Jahrzehntealt und gebräuchlich: Ständerat Erich Ettlin (CVP/OW) wirbt für die Beibehaltung der Bezeichnung «Kinderrente». (Archivbild)

Anthony Anex / KEYSTONE

(sat) Wie Erich Ettlin (CVP/OW) als Kommissionspräsident ausführte, wäre eine Änderung dieses einzigen Wortes im Gesetz sehr aufwendig. Dagegen existiere der Ausdruck «Kinderrente» bereits seit mehreren Jahrzehnten «und ist entsprechend gebräuchlich». Und mit dem Wort habe es auch noch nie ein Auslegungsproblem gegeben. Gesundheitsminister Alain Berset gab zwar zu bedenken, die Hauptkritikpunkte zur Änderung der Terminologie blieben gültig. Doch könne diese Debatte aufgrund der Tragweite und des Aufwands gut auf später verschoben werden.

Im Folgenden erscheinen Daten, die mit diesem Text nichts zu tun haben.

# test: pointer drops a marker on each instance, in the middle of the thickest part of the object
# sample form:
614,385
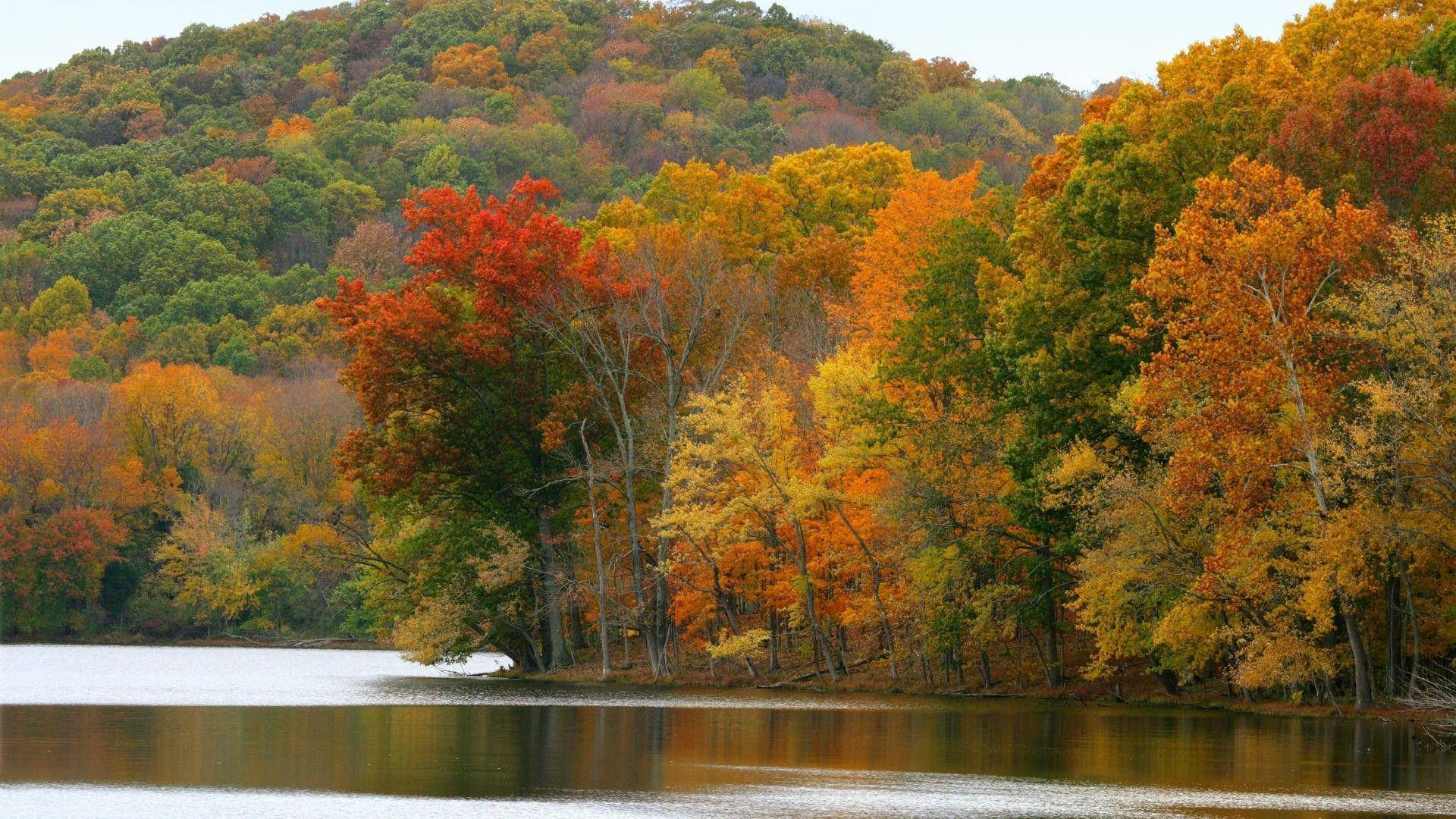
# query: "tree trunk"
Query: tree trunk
1053,662
1365,698
551,583
596,547
1394,659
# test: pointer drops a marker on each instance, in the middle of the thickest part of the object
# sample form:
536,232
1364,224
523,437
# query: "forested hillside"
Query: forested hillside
708,338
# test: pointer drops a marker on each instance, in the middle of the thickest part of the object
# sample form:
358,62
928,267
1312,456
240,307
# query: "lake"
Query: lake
153,732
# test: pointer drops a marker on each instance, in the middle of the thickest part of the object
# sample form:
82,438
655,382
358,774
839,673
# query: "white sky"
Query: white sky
1082,42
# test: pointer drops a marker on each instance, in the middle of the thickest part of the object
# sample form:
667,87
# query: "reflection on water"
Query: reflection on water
814,793
353,733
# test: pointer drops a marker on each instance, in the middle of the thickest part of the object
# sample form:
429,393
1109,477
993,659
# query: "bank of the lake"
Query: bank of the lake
303,732
1130,689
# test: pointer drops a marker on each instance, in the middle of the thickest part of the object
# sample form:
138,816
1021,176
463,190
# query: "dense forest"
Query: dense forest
699,338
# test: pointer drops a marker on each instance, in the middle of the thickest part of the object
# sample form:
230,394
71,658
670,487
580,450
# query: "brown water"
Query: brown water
256,732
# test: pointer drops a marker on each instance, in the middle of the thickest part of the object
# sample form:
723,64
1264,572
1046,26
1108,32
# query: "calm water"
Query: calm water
146,732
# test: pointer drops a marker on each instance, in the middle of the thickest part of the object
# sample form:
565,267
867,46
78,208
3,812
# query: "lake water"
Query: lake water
153,732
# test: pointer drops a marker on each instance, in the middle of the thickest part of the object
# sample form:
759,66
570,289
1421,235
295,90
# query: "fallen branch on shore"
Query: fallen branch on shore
305,643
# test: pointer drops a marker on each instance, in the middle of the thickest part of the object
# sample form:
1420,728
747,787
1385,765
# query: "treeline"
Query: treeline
1178,403
1184,400
184,202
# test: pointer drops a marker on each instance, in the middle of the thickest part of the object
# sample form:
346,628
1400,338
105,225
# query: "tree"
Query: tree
743,469
455,390
469,66
1245,388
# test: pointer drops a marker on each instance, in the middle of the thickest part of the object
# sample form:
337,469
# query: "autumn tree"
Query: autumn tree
453,385
1247,385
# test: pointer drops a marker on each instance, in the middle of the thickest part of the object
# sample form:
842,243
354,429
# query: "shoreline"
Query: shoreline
1084,692
341,643
585,672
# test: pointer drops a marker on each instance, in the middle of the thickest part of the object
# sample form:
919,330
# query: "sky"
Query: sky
1082,42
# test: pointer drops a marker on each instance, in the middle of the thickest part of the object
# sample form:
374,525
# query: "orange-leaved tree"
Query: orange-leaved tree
1247,387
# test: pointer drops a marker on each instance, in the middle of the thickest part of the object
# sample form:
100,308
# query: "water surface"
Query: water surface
156,732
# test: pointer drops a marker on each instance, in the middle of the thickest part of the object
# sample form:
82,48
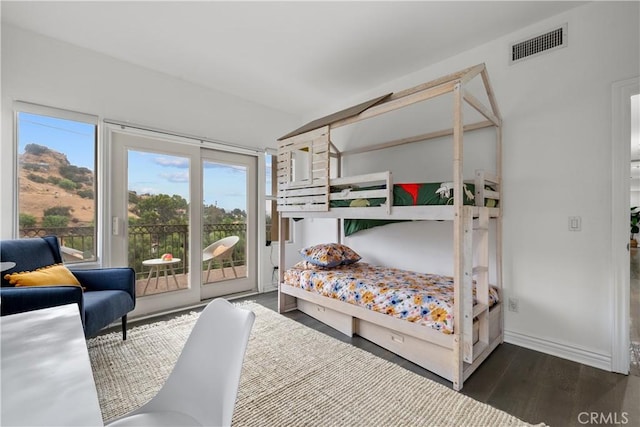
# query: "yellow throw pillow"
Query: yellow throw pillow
53,275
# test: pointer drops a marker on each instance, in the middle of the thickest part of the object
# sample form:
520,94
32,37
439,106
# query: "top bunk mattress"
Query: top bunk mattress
410,194
422,298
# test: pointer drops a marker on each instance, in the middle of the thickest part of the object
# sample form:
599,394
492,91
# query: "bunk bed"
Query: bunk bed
306,190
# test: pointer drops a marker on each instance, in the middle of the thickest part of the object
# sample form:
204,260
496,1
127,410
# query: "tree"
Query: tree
161,209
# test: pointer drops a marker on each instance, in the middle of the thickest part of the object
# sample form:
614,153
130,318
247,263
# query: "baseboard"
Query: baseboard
563,350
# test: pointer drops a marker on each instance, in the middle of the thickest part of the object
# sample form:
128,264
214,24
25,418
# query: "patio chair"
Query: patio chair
221,250
203,386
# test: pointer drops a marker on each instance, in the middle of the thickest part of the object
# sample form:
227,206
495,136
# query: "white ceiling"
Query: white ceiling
292,56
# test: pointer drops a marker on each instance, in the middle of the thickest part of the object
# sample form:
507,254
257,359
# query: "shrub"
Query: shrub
86,194
27,220
76,174
36,178
36,149
67,184
58,211
55,221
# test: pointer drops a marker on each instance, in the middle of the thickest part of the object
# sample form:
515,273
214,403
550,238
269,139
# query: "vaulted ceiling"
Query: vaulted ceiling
292,56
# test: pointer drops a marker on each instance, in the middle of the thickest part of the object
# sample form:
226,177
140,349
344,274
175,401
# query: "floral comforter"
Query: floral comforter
426,299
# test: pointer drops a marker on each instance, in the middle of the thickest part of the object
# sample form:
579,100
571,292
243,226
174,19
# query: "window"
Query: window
57,178
271,179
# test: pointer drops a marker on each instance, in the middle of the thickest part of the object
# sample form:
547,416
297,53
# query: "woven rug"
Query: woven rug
292,376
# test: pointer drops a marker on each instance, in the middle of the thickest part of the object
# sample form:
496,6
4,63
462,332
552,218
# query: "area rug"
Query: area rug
292,376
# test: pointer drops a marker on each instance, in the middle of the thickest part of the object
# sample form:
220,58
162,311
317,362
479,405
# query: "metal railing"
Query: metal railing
145,242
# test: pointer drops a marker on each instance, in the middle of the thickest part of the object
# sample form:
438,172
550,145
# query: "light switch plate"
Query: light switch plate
575,223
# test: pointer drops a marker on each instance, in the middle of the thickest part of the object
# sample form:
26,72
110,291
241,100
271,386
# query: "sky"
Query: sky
148,173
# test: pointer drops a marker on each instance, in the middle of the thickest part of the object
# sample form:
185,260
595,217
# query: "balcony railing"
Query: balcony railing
145,242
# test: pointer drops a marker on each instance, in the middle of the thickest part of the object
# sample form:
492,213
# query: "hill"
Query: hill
48,180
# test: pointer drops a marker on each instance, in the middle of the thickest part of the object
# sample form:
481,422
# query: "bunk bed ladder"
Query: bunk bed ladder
480,273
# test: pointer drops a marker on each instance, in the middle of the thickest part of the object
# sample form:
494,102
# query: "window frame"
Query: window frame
272,196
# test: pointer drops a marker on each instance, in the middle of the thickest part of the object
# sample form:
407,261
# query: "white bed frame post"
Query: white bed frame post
458,239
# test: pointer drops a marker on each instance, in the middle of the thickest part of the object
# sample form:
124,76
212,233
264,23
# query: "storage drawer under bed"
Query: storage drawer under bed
339,321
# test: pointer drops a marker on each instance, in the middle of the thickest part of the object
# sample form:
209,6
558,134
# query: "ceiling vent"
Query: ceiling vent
543,43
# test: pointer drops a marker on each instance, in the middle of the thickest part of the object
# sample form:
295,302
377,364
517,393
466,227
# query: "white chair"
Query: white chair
203,386
221,250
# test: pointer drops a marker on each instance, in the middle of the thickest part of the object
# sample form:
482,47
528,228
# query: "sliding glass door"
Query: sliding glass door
228,223
183,217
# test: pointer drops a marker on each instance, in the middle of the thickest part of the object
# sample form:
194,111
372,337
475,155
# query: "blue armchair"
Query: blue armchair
109,292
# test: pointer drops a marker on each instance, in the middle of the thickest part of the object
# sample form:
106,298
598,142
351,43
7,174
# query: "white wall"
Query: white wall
44,71
556,163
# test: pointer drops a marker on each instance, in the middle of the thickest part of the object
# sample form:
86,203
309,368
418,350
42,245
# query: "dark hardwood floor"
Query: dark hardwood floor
533,386
634,310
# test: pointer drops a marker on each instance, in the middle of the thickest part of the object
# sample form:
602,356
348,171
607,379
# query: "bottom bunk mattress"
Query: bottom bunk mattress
426,299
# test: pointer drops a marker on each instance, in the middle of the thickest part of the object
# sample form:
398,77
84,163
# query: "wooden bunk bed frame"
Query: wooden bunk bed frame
478,330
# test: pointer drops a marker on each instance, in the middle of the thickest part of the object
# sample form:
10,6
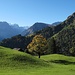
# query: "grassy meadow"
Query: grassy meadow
13,62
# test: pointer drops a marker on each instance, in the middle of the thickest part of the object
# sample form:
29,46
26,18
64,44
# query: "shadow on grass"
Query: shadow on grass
63,62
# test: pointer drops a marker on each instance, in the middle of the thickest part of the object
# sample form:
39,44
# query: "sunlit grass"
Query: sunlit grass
18,63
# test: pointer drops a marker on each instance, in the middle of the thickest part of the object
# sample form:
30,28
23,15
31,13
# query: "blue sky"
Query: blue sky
27,12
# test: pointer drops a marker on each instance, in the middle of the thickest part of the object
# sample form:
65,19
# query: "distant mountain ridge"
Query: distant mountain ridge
60,38
7,30
36,27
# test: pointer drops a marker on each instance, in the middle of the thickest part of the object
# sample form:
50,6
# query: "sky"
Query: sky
28,12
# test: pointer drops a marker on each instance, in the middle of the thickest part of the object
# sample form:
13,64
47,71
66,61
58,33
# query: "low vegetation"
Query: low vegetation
13,62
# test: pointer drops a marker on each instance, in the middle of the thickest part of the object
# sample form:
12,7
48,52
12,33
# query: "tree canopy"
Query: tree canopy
38,45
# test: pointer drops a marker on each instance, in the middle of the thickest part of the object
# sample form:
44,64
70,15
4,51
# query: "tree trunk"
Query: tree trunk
39,55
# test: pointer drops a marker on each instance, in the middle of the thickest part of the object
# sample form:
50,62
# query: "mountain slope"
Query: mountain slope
7,31
65,39
34,28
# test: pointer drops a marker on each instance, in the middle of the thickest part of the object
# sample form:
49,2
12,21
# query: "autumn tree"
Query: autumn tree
38,45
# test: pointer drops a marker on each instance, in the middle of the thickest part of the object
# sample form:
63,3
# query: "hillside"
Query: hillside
35,27
63,34
18,63
7,30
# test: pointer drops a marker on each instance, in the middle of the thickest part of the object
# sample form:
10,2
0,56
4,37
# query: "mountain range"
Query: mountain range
7,30
37,27
60,38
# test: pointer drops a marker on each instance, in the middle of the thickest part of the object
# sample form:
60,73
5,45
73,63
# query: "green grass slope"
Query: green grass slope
17,63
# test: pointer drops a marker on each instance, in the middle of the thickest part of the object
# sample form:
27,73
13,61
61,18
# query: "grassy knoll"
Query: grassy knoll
17,63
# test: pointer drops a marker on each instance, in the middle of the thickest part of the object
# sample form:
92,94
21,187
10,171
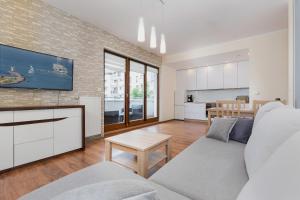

Neugeborenes im Spital – Erwerbsersatz für Mutter

Sprich: Auch der Bundesrat ist dafür, dass die Rente, welche IV-Bezüger für ihre Kinder erhalten, vorerst weiterhin «Kinderrente» heisst. Weil der Nationalrat bereits in der Wintersession auf eine Kürzung der Kinderrente verzichtet hatte, ist auch diese lange Zeit vorherrschende Differenz zwischen den beiden Räten bereits bereinigt.

Im Anschluss daran beschloss der Ständerat eine Ausweitung der Mutterschaftsentschädigung auf Kleinkinder. Muss ein Kind nach der Geburt länger als drei Wochen im Spital bleiben, soll das Erwerbsersatzgesetz künftig auch für dessen Mutter gelten. Das Geschäft geht als nächste nun in den Nationalrat.